Stuart SchlossmanMS Drug Therapies, Multiple Sclerosis


By Ed Susman, Contributing Writer, MedPage Today

Published: April 24, 2012
Reviewed by Dori F. Zaleznik, MD; Associate Clinical Professor of Medicine, Harvard Medical School, Boston.
NEW ORLEANS — Outcomes for multiple sclerosis patients in relapse who were treated with oral methylprednisolone were no different than those of similar patients who received intravenous steroids, researchers reported here.
After 28 weeks, 16 of 22 patients (72.7%) given oral medication achieved at least a one point improvement in the standard Expanded Disability Status Scale compared with 16 of 23 patients (69.6%) who were treated with the drug IV (P=1.0), according to Cristina Ramo-Tello, MD, a staff neurologist at H. Germans Trias I Pujol Hospital in Badalona, Spain.
“We were able to show that 1,250 mg of oral methylprednisolone given daily for 3 days was not inferior to the bioequivalent 1,000 mg of methylprednisolone daily for 3 days administered intravenously,” Ramo-Tello told MedPage Todayat a poster presentation at the American Academy of Neurology meeting.
“We know that corticosteroids improve the rate of recovery from multiple sclerosis relapses,” she said, “but the optimal dose, frequency and duration of treatment, and the route of administration are unknown.”
Generally, she said physicians treat patients with IV methylprednisolone for 3 to 5 days, and then they may taper the steroid dose.
Noting previous trials in which the oral form of the drug was used without compromising outcomes, the researchers enrolled patients at seven hospitals in the Catalonia region of Spain into the phase IV double blind, randomized trial.
“We found no differences in outcomes or in adverse events,” Ramo-Tello said.

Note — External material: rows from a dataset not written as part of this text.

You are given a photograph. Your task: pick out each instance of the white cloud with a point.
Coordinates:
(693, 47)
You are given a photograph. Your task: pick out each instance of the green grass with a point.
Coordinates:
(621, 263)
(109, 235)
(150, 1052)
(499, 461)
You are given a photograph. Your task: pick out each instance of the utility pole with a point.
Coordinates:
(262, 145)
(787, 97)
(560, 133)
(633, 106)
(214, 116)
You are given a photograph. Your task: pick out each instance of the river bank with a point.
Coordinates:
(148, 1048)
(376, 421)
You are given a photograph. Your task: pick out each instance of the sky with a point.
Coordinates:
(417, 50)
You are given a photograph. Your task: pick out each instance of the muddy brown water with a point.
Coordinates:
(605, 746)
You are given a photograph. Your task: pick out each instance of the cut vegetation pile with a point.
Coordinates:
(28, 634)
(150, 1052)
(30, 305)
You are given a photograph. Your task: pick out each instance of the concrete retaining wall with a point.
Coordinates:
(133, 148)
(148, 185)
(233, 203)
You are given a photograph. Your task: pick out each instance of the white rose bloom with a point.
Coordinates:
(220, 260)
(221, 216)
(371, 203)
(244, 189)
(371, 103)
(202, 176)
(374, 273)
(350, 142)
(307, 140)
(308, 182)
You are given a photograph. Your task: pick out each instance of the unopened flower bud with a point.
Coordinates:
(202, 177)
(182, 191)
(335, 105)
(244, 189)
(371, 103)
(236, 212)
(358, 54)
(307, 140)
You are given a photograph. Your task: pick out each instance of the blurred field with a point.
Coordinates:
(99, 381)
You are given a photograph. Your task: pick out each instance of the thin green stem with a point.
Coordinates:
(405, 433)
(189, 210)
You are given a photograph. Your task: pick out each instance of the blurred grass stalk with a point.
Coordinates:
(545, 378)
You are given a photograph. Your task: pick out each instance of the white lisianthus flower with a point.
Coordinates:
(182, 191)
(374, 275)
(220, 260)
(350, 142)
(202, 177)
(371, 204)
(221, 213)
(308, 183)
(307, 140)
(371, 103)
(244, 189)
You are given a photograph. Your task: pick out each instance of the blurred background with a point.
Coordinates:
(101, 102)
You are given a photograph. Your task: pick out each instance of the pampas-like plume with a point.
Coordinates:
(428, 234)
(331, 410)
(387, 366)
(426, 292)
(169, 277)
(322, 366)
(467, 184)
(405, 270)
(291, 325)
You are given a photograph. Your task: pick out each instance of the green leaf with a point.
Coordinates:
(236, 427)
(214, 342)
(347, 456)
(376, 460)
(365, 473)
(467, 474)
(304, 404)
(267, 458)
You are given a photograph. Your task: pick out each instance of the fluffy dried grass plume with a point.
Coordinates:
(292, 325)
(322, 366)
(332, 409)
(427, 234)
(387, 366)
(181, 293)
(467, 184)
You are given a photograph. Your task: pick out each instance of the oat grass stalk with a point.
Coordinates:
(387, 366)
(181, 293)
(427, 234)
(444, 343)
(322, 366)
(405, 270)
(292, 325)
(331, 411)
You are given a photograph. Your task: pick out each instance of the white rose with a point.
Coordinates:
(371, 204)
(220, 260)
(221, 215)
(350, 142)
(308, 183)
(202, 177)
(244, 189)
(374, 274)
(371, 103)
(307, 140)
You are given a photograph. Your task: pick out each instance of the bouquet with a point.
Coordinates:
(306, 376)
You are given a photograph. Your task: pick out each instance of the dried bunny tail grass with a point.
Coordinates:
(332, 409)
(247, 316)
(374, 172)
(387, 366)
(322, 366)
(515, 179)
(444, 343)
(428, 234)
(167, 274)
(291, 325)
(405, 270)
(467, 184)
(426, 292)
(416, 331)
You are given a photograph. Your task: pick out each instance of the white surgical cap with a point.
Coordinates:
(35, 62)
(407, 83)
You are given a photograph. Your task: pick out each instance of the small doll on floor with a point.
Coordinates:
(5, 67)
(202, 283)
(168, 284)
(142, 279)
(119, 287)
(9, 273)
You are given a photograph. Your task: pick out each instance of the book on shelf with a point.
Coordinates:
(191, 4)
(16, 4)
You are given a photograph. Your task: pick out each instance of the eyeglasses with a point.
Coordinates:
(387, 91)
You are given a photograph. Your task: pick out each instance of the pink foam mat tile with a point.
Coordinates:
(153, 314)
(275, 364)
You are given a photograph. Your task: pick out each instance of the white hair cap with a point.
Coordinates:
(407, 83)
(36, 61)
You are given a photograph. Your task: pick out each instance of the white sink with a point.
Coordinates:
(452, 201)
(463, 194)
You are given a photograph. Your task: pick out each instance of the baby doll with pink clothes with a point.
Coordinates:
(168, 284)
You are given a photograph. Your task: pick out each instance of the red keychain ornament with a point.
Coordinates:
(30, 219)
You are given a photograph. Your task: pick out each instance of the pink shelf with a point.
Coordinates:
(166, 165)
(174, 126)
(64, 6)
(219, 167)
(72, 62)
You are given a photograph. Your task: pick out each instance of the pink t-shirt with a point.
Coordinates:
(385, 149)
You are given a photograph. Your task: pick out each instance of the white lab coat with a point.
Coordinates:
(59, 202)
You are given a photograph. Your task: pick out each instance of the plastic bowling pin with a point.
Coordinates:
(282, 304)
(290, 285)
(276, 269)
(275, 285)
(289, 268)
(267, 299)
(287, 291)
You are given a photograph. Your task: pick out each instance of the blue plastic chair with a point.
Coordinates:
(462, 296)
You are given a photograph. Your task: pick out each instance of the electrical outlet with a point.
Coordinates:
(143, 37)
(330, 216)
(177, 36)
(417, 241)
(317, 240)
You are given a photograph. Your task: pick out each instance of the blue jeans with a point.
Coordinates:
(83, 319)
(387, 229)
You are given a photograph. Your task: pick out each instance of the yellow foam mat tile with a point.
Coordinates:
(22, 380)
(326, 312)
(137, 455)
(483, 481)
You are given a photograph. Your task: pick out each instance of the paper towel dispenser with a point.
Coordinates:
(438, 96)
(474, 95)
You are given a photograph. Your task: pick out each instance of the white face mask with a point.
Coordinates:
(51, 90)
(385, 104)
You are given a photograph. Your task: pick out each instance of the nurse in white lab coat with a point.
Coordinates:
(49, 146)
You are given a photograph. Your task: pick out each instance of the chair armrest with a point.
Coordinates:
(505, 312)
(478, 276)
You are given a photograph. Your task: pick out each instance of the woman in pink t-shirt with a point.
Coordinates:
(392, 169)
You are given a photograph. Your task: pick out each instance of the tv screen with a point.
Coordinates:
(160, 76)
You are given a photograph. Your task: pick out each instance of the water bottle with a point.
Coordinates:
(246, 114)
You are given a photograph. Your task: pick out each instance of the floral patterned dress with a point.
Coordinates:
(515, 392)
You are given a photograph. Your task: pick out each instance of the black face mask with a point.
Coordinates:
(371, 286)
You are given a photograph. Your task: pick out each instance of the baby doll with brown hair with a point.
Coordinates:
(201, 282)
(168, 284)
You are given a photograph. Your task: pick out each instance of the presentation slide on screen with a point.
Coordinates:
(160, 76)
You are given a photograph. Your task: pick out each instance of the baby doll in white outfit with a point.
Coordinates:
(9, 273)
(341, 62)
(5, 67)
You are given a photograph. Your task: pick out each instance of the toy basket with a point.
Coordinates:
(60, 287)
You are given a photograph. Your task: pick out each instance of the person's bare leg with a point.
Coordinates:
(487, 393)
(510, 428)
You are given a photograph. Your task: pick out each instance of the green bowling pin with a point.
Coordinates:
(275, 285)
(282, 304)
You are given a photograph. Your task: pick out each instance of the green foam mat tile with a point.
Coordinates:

The side effect profiles for both groups of patients were almost mirror images. Two patients receiving oral methylprednisolone experienced diarrhea; 19 patients on the oral drug experienced insomnia, compared with 14 receiving the intravenous administration.
“This study is confirmation of what we found in our study,” said Marcelo Kremenchutzky, MD, associate professor of neurology at the University of Western Ontario and the London Health Sciences Center in London, Ontario, as he reviewed the poster presentation. He did not participate in the Spanish study.
“We also found that patients do find oral treatment more convenient than intravenous therapy,” Kremenchutzky told MedPage Today. “It’s not inferior. It’s cheaper for the system or the payor depending where they are, and patients do not have any more gastrointestinal side effects with the oral treatment than with intravenous treatment.”